Nutrizione delle testuggini (Marco Rinaldi)

Il riconoscimento delle specie vegetali più comuni per la nutrizione delle testuggini erbivore (Marco Rinaldi)

Il dover nutrire le testuggini in maniera regolare comporta problemi logistici, economici ed organizzativi. Dall'alimentazione, adatta o meno per quella specie, origina una buona parte delle problematiche di salute dei nostri animali, si pensi a quegli esemplari nutriti con alimenti iperproteici (crocchette, carne e piante leguminose in eccesso) che sviluppano carapaci deformi e conseguenti difficoltà per una vita normale.

Il problema principale è che la testuggine erbivora si nutre di piante e di pochissime altre cose (di solito abbastanza disgustose come escrementi, piccole carogne ecc.ecc.) ma se il 95% della dieta in natura è costituito da vegetali dobbiamo fornire in cattività più o meno lo stesso tipo di dieta con le stesse proporzioni di piante e le
stesse specie. Per semplificare molto i fabbisogni nutritivi dei nostri rettili immaginiamoli come delle attempate signore in perenne rischio di osteoporosi che debbono continuamente rifornirsi di CALCIO, un elemento base per la formazione e la buona salute delle ossa, microelementi e vitamine.

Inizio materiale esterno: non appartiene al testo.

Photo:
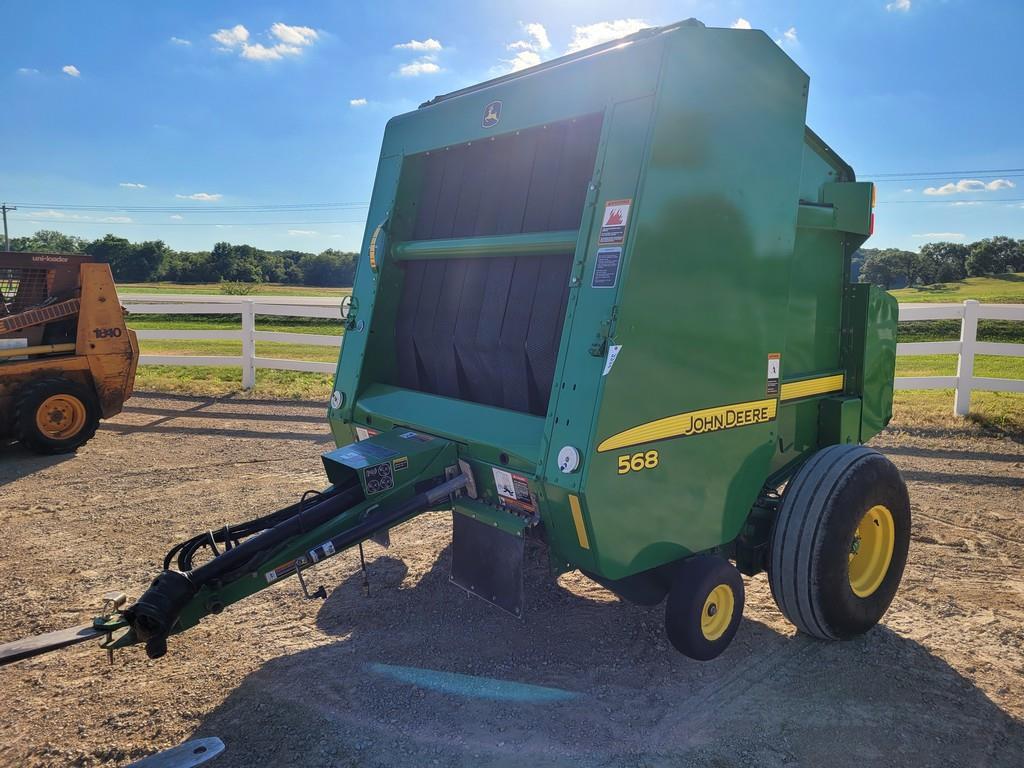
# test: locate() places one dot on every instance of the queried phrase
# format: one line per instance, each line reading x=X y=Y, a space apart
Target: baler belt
x=483 y=330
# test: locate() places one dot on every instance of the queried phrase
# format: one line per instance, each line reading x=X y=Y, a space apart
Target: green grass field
x=1003 y=410
x=265 y=289
x=998 y=289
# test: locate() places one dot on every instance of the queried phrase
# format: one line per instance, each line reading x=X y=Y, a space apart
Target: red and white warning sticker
x=616 y=216
x=774 y=367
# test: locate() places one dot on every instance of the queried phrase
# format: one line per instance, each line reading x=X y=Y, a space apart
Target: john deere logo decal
x=492 y=114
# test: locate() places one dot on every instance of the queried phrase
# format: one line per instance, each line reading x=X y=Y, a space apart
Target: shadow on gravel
x=17 y=462
x=769 y=700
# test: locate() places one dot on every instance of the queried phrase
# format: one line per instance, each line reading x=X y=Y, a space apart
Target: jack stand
x=366 y=577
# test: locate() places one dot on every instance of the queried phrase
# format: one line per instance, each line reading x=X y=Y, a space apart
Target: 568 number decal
x=637 y=462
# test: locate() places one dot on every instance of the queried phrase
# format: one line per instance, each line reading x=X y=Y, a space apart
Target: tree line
x=153 y=260
x=938 y=262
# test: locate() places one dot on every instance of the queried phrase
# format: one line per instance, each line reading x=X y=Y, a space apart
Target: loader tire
x=840 y=542
x=705 y=606
x=54 y=416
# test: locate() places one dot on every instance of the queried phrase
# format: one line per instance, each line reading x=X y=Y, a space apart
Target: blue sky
x=200 y=110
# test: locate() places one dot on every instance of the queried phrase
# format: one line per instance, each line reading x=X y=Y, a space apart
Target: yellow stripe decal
x=694 y=422
x=809 y=387
x=578 y=520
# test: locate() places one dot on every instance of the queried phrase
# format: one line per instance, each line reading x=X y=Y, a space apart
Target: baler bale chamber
x=605 y=303
x=619 y=283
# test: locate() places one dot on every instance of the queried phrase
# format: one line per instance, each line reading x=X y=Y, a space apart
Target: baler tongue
x=377 y=484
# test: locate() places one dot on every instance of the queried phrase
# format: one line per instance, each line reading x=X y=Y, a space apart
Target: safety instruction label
x=513 y=489
x=613 y=351
x=379 y=478
x=359 y=455
x=286 y=568
x=616 y=216
x=606 y=267
x=774 y=366
x=418 y=436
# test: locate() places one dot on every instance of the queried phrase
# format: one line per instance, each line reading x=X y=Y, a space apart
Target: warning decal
x=616 y=216
x=606 y=268
x=513 y=489
x=774 y=364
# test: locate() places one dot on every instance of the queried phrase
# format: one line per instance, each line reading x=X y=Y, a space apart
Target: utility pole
x=5 y=208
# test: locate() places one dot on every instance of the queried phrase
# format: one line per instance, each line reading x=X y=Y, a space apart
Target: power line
x=918 y=174
x=57 y=221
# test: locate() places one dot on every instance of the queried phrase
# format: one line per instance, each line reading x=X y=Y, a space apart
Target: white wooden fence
x=249 y=360
x=963 y=383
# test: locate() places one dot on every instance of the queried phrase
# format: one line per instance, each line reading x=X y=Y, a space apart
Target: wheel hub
x=871 y=550
x=60 y=416
x=717 y=611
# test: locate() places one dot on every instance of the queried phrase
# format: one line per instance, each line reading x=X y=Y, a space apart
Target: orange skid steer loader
x=67 y=358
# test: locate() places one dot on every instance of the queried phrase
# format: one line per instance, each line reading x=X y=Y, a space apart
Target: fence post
x=965 y=363
x=248 y=344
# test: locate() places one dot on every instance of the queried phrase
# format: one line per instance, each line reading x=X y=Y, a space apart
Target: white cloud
x=421 y=45
x=291 y=41
x=260 y=52
x=971 y=184
x=300 y=36
x=521 y=60
x=527 y=52
x=420 y=67
x=538 y=35
x=595 y=34
x=231 y=38
x=202 y=197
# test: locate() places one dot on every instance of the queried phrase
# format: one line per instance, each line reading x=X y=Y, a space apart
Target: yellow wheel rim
x=871 y=550
x=60 y=417
x=717 y=612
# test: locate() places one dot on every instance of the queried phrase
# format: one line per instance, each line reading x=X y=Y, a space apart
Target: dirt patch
x=421 y=674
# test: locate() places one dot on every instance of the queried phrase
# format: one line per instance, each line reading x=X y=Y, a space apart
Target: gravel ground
x=421 y=674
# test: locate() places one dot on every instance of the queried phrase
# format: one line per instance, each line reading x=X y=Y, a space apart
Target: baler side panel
x=579 y=379
x=356 y=351
x=705 y=300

Sconsiglio vivamente di affidarsi alla classica "insalata"(leggi lattuga da serra) reperibile in commercio per vari ordini di motivi:
1. Ciclo di coltivazione in serra breve (40-70gg) e "pompato" da concimi azotati;
2. Trattamenti erbicidi, insetticidi e fungicidi nelle serre di coltivazione con rischi di residui altissimi, le tartarughe sono sensibilissime agli agenti chimici;
3. Costo elevato di un tale tipo di dieta;
4. Rapporto calcio/fosforo sbilanciato o nel migliore dei casi neutro e quasi totale assenza di fibre, vitamine e microelementi;

Se proprio non abbiamo tempo o voglia di fornire una dieta varia cerchiamo di utilizzare la cicoria catalogna, cime di rapa, radicchio, indivie ecc. ecc.
Personalmente fornisco ai miei animali una dieta più varia possibile utilizzando le erbe selvatiche che trovo in giardino e nei dintorni di casa, evito di raccogliere quelle sul ciglio della strada perché potrebbero accumulare metalli pesanti in quantità dannose.

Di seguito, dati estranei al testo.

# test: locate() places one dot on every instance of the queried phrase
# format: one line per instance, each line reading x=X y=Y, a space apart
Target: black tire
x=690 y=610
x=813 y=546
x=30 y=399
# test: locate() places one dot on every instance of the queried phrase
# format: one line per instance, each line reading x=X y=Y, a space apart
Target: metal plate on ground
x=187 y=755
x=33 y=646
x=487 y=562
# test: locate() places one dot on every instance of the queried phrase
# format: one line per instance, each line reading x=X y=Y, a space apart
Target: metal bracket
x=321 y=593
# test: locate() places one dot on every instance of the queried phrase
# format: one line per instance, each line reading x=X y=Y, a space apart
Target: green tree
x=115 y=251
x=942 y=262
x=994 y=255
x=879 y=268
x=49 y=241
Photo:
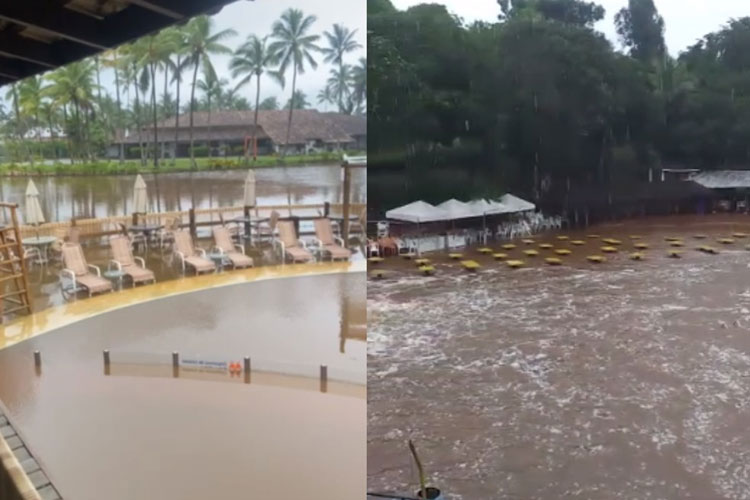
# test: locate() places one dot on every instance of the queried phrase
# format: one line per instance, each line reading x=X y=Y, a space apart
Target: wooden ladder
x=14 y=283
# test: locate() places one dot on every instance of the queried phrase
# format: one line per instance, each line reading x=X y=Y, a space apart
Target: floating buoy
x=426 y=270
x=470 y=265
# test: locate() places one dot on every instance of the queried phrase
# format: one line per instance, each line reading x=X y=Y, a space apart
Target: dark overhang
x=40 y=35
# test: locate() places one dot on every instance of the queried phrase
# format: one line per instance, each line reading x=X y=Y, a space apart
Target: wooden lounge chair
x=235 y=253
x=184 y=249
x=291 y=246
x=123 y=260
x=79 y=271
x=328 y=243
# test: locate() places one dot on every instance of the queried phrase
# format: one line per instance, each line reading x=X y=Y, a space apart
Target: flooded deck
x=616 y=380
x=138 y=431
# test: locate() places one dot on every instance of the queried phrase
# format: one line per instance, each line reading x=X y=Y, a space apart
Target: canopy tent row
x=421 y=211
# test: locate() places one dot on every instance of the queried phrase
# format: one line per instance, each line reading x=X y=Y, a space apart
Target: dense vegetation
x=68 y=113
x=539 y=101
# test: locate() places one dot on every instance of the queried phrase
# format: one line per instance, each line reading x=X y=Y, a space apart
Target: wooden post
x=193 y=229
x=347 y=189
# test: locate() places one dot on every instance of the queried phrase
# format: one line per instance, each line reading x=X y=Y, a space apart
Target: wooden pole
x=347 y=193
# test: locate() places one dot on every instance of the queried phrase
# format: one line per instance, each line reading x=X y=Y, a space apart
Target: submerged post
x=323 y=378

Per fare un esempio si può guardare lo schema che segue e rendersi conto di cosa veramente si da ai propri animali quando si fanno determinate scelte. Si consideri sempre la quantità dell'alimento pari ad un Kilogrammo:

Specie Vegetale Calcio (mg) - Fosforo (mg) - Fibra (grammi)
Cicoria: 997 - 470 - 40
Tarassaco: 1875 - 660 - 34
Pale di Opuntia: 1631 - 170 - 23
Foglie di vite: 3634 - 911 - 110
Pomodori maturi: 10 - 240 - 11
Romana: 360 - 451 - 24

Si vede benissimo come i primi quattro alimenti che di solitole tartarughe trovano in natura senza problemi abbiano rapporti calcio/fosforo sempre a favore del calcio e considerevoli quantità di fibra. Gli ultimi due che sono pomodori e lattuga romana sono molto sbilanciati e non dico che dovrebbero essere evitati ma almeno dati una tantum per non creare disordini nutrizionali. Alle mie testuggini non fornisco mai integratori alimentari (non ce n'è bisogno)e quando a Luglio ed Agosto è tutto secco e bruciato e non si trova una foglia verde allora fornisco lattughe e cicorie coltivate da me a cui ogni tanto aggiungo polvere di Carbonato di calcio acquistabile in farmacia per pochissimi euro! Ultimo consiglio è quello di dare anche foglie secche di cicoria, trifoglio ecc.ecc., perché ho notato che in determinati periodi alcuni esemplari le ricercano attivamente pur avendo a disposizione verdura fresca forse per aumentare il contenuto in fibra.